Hoje, temos duas estações: a seca e a mais seca. As
chuvas que antes se abrigavam nas cobertas espessas das árvores, hoje, disparam
velozes para os rios e depositam neles a terra desprotegida. A água que jorrava
de milhares de nascentes, agora virá de longe, cara e suja. E, nesse ritmo,
estamos consolidando o deserto urbano e rural. É mais adequado ao deserto
existente autorizar a plantação de edifícios de 15 a 30 andares nas cidades
satélites do Distrito Federal do que incentivar o plantio de árvores.
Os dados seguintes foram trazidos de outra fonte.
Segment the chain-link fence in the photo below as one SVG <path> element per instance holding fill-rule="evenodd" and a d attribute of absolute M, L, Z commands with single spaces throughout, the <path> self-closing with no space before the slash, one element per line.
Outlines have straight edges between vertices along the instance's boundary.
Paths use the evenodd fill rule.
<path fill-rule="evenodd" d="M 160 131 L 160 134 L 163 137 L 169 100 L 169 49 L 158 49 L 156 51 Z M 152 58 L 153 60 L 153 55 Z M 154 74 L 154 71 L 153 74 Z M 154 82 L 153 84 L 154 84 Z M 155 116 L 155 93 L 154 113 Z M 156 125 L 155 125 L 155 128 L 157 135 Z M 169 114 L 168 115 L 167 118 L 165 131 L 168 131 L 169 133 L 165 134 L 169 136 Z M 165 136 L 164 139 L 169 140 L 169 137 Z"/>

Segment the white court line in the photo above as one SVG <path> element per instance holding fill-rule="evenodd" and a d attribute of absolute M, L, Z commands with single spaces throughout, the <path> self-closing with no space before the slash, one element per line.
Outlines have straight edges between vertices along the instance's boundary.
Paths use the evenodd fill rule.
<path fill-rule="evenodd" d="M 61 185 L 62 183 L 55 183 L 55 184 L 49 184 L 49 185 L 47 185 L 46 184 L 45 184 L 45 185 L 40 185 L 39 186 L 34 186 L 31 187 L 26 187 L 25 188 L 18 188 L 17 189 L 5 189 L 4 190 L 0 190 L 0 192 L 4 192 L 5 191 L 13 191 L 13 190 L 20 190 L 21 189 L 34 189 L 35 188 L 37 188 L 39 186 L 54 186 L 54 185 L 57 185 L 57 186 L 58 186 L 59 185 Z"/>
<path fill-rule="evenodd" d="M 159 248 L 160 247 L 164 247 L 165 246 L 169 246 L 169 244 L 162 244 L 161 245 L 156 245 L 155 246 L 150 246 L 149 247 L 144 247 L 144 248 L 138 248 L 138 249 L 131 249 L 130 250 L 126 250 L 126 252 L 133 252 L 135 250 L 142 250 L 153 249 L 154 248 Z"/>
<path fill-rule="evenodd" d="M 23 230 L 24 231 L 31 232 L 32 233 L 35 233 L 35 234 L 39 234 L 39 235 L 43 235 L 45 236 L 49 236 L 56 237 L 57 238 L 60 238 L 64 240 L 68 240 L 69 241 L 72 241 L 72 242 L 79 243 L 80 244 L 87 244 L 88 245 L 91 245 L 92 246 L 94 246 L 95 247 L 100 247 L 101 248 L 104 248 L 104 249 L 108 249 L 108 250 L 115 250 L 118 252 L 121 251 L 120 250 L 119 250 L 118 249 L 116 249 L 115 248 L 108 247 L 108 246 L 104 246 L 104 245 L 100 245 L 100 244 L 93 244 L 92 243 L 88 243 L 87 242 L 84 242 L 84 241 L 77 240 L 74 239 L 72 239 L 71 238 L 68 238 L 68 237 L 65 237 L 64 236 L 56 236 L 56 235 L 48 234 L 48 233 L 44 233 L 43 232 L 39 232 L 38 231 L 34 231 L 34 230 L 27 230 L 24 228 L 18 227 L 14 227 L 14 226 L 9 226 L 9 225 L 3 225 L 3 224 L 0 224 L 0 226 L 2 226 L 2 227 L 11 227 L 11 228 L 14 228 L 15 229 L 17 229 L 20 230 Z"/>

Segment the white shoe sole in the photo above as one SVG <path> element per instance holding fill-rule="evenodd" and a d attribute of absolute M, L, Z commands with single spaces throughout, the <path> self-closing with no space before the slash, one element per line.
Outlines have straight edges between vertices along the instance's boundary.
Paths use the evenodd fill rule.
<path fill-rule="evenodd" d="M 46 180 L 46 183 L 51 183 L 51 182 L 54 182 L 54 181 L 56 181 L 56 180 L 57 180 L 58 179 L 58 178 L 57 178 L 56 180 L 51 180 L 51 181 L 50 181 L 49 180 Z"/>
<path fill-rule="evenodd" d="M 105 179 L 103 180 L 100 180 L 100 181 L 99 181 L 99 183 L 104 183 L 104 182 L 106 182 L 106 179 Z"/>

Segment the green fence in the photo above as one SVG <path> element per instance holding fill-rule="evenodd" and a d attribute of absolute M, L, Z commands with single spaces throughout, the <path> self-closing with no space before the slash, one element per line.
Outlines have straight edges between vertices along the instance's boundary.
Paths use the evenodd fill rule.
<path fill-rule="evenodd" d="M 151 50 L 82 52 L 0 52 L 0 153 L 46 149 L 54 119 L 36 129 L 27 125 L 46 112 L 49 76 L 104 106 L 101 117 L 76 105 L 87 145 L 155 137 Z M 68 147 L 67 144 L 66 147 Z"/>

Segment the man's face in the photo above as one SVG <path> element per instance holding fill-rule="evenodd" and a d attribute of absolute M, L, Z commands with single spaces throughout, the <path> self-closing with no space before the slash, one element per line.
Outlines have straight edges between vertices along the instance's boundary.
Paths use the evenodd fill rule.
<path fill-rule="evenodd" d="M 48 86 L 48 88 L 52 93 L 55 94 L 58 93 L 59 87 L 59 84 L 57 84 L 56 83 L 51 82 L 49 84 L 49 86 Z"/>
Quarenta anos de convivência com o Cerrado me ajudaram
a compreendê-lo e a ele me associar.
Compreendi sua mensagem: devolver-lhe as árvores para
reviver as nascentes de água.
Passaram-se quarenta anos de convivência. Protegi
pacientemente a arborização nativa captando e detendo a água da chuva em grotas
e socavões. Em quarenta anos, o deserto reverdeceu. As árvores retorcidas
testemunham a depredação cometida. As grandes árvores que se elançam à altura,
copadas e floridas, atestam que se pode recuperar desertos.
As mensagens que recebo ao entrar no pedaço de cerrado
que me acolheu, me dão a certeza intuitiva, empírica e científica de que se
pode recuperar todos os desertos construídos pela mão do predador dotado de
cérebro inteligente, ironicamente alcunhado de homo sapiens.
Estou comprometido com este minúsculo pedaço de
cerrado. Ele recuperou a paz vegetal em apenas quarenta anos. Nele, todas as
formas de vida, e são milhões, têm os mesmos direitos à sobrevivência e reprodução
como determina a lei da interdependência de todos os seres vivos.
Nada mais simples para salvar a vida existente no
planeta do que arborizar cada metro quadrado de chão disponível.
O Cerrado me ensinou que todos dependem de todos, que
a vida depende da vida. E a vida é um fruto que pende da árvore.
2 comentários:
Eugenio, amigo!!:
Leí, comprendí, aprecié tu decir y sentir en 40 años de convivir en y con el Cerrado.
Correcta aplicación de la constatación terrible de Euclides da Cunha: "Los hacedores de desierto".
Recordé o Sitio das Neves, desfilando imágenes...
Sin duda, supiste tener ojos para ver, oídos para escuchar los mensajes de la naturaleza y, sobretodo, espíritu singular para aceptar los retos, los desafíos destinados a recuperar la armonía perdida.
Se cumplió el decir del viejo Marx, si en tu relación con la naturaleza no impera el trabajo alienado, al transformarla, te transformas a ti mismo.
Abrazo a todo sí
Jaime
Gracias, Jaime.
Esta és la lucha que dignifica la especie humana y construye la paz entre los seres vivos.